The project "School State Haubinda", a democratic administration run by students, teachers and staff, has been discussed and evaluated favourably well beyond the region in pedagogical circles. Introduced a long time ago in Haubinda, today, we continue to live and act as a school state.
But what does it mean to live in a school state? Here, democracy is in action in the form of an Upper and Lower House, a chancellor who is chosen by all, and a school court. One of the classrooms of our school is regularly converted into a courthouse. The young judges, clad quite informally, then rise from their places and open the proceedings. As in a real courtroom, places of the participants are set, with the plaintiff taking his place on one side, while defence counsel and the accused sit on the other. The rituals also proceed as in a real courtroom, with witnesses being heard - no matter whether they are student or teacher, here, they are called and heard. Sometimes the "case" can be cleared quickly; sometimes, the hearing is adjourned.
Our students of Haubinda control their life together in their own governance. As "Home citizens" having equal rights before the law – teachers and technical staff included – we all live in a small school state.

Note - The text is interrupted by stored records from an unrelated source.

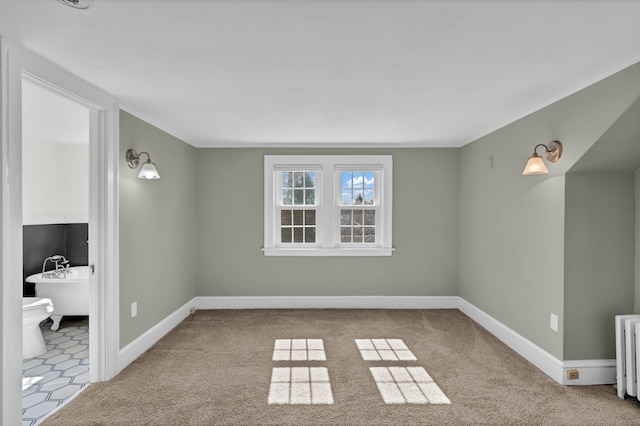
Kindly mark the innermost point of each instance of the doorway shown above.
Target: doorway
(55, 211)
(18, 64)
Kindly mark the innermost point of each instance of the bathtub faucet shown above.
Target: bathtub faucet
(62, 267)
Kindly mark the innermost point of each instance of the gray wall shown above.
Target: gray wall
(157, 228)
(512, 226)
(230, 231)
(637, 234)
(599, 261)
(461, 226)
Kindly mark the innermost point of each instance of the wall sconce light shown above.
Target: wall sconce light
(148, 170)
(535, 165)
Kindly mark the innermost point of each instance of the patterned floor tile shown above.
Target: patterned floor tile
(51, 379)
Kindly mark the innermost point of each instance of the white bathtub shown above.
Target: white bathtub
(70, 295)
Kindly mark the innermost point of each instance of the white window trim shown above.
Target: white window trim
(328, 243)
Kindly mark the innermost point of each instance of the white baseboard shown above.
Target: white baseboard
(591, 372)
(328, 302)
(133, 350)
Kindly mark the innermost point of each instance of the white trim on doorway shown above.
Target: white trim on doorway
(17, 64)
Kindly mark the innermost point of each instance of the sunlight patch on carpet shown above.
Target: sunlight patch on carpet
(384, 350)
(299, 350)
(407, 385)
(300, 385)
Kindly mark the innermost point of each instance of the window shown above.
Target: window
(327, 205)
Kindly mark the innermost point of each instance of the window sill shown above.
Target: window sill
(360, 251)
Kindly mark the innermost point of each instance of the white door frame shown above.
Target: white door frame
(17, 64)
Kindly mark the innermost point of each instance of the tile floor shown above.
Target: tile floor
(51, 379)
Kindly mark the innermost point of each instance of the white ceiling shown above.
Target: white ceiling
(331, 72)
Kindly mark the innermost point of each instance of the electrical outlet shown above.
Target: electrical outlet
(554, 322)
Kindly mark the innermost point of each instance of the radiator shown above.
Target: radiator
(627, 354)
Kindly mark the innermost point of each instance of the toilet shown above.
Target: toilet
(34, 311)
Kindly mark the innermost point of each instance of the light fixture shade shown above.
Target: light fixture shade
(148, 171)
(535, 166)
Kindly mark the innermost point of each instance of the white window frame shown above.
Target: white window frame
(328, 204)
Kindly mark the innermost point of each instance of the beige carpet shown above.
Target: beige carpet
(216, 368)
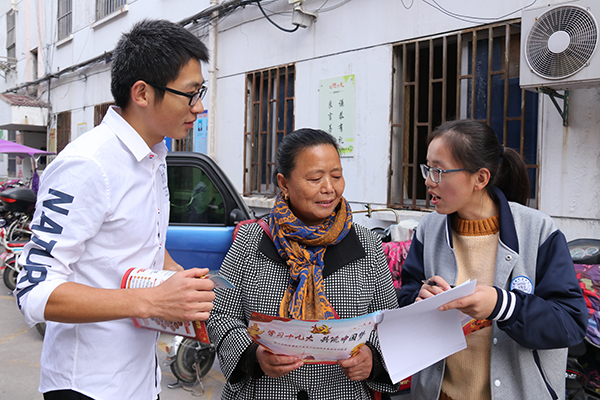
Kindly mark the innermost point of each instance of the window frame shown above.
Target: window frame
(64, 19)
(447, 93)
(105, 8)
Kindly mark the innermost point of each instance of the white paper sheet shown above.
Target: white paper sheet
(419, 335)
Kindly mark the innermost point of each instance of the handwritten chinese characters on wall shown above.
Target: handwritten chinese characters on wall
(336, 111)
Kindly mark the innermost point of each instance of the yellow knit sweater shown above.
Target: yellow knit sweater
(467, 374)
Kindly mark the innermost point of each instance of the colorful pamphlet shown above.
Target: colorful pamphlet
(143, 278)
(314, 341)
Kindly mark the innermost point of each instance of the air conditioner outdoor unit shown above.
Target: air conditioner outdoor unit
(558, 46)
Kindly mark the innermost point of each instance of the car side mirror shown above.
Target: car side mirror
(236, 216)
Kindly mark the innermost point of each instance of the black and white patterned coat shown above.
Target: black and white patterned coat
(357, 282)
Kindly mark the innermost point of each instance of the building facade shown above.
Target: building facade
(377, 74)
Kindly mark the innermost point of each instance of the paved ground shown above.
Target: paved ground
(21, 346)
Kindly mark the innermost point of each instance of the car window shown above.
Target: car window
(194, 197)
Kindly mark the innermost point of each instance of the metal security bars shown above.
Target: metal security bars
(63, 130)
(107, 7)
(269, 117)
(65, 18)
(469, 74)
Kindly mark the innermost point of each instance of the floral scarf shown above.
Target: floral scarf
(303, 249)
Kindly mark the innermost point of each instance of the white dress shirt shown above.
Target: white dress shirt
(102, 208)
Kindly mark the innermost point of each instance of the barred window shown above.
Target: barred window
(269, 117)
(107, 7)
(469, 74)
(63, 130)
(65, 18)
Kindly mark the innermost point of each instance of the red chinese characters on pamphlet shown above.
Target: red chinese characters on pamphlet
(314, 341)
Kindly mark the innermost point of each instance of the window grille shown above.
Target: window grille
(11, 52)
(185, 144)
(470, 74)
(107, 7)
(100, 111)
(269, 117)
(10, 29)
(63, 130)
(65, 18)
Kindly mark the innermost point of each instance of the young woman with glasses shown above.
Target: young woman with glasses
(527, 307)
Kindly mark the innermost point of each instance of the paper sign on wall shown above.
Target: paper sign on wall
(336, 111)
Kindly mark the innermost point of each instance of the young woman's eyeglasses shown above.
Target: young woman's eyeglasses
(435, 173)
(194, 97)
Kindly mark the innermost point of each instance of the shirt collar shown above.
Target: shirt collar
(131, 138)
(347, 250)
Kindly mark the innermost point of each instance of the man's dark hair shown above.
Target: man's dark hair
(474, 145)
(153, 51)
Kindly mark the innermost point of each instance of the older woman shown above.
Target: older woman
(319, 265)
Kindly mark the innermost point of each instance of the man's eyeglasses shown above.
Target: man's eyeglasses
(435, 173)
(194, 97)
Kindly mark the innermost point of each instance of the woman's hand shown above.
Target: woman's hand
(358, 368)
(431, 290)
(275, 365)
(479, 305)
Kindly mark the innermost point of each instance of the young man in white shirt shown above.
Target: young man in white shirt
(102, 208)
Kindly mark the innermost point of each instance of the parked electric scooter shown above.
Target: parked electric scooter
(190, 360)
(583, 363)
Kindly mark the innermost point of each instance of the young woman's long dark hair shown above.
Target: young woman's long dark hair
(474, 145)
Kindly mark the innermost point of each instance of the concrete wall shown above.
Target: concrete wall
(357, 38)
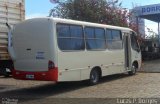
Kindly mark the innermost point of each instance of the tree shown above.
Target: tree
(98, 11)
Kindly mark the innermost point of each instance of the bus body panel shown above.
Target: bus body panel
(34, 48)
(35, 43)
(77, 65)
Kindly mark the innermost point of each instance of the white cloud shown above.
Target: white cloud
(36, 15)
(152, 25)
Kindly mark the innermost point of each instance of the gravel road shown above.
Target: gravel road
(142, 85)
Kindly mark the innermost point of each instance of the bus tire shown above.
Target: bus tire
(94, 77)
(133, 70)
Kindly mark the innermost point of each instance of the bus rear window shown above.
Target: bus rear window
(70, 37)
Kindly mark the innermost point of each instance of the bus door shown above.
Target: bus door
(127, 50)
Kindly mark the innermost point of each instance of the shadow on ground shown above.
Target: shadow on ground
(47, 90)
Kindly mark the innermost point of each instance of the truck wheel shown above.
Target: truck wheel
(133, 70)
(94, 77)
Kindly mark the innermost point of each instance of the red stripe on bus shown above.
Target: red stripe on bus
(51, 75)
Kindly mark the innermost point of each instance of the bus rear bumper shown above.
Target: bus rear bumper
(51, 75)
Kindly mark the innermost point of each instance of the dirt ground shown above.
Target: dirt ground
(142, 85)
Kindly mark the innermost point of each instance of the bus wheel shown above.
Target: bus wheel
(94, 77)
(133, 70)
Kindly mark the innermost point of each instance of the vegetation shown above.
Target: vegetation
(98, 11)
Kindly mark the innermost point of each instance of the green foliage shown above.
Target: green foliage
(98, 11)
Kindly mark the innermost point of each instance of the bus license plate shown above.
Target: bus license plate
(30, 76)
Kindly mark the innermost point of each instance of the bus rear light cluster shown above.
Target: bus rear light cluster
(51, 65)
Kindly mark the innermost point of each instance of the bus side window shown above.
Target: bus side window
(70, 37)
(134, 42)
(95, 38)
(114, 39)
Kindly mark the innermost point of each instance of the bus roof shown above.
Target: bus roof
(69, 21)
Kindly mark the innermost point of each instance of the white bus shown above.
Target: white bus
(59, 50)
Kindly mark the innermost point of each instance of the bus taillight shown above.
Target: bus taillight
(51, 65)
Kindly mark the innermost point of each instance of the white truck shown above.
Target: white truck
(11, 12)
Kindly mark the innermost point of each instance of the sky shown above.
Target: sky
(41, 8)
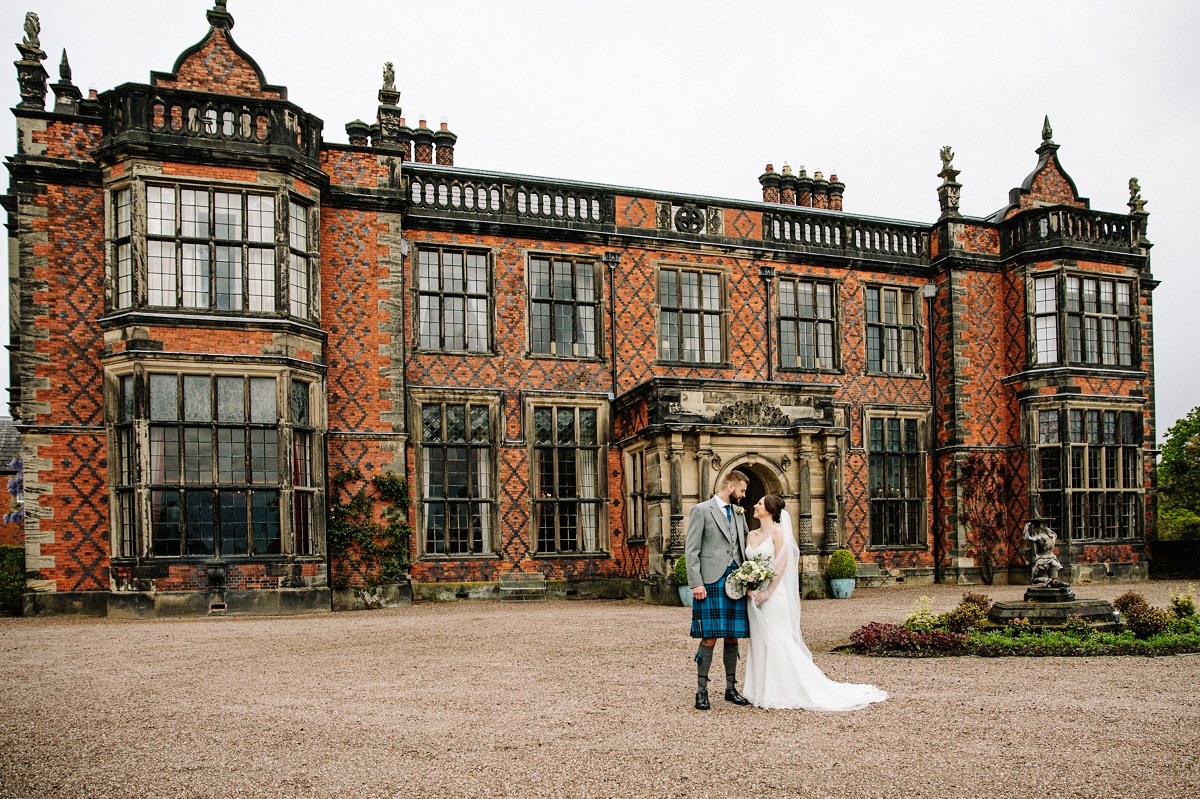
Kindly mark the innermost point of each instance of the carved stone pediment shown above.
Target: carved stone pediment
(753, 413)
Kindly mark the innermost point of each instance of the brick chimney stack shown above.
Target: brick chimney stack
(787, 186)
(769, 181)
(835, 188)
(444, 139)
(820, 191)
(423, 137)
(804, 188)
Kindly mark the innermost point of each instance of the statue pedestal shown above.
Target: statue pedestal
(1051, 607)
(1048, 594)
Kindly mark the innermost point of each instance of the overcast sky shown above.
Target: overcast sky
(697, 97)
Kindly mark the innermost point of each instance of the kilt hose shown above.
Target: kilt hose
(717, 616)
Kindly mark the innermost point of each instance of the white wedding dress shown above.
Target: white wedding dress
(780, 672)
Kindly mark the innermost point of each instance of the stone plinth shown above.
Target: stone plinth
(1099, 613)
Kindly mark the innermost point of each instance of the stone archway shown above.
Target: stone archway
(762, 482)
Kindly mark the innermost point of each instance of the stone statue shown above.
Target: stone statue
(33, 28)
(1044, 564)
(947, 156)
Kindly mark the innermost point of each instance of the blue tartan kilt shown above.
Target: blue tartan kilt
(717, 616)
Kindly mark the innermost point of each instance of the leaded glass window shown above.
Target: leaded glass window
(567, 479)
(457, 450)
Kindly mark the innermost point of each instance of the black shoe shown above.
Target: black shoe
(731, 695)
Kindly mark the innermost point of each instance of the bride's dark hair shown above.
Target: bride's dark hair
(774, 505)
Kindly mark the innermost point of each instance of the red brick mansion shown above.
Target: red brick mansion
(223, 326)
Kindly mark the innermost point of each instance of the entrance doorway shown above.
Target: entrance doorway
(760, 486)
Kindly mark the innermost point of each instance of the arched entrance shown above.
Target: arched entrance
(761, 484)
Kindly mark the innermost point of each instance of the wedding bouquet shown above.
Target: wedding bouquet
(750, 576)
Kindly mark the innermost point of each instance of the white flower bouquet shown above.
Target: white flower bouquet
(750, 576)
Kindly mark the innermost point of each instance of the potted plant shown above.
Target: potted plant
(840, 570)
(681, 577)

We experience democracy together. It is not always the school director or the teachers who are right. What are the effects of this project? We would like to bring up young persons to assume responsibility right from now to become self-confident and active members of our school community.
Nonetheless, in the end, the school director must approve the judgement. He can allow clemency with well-grounded reasoning, otherwise, the judgements are binding for all – students and teachers. That is what the school regulations say. And this is also recognised by the parents with their signature on the upbringing contract.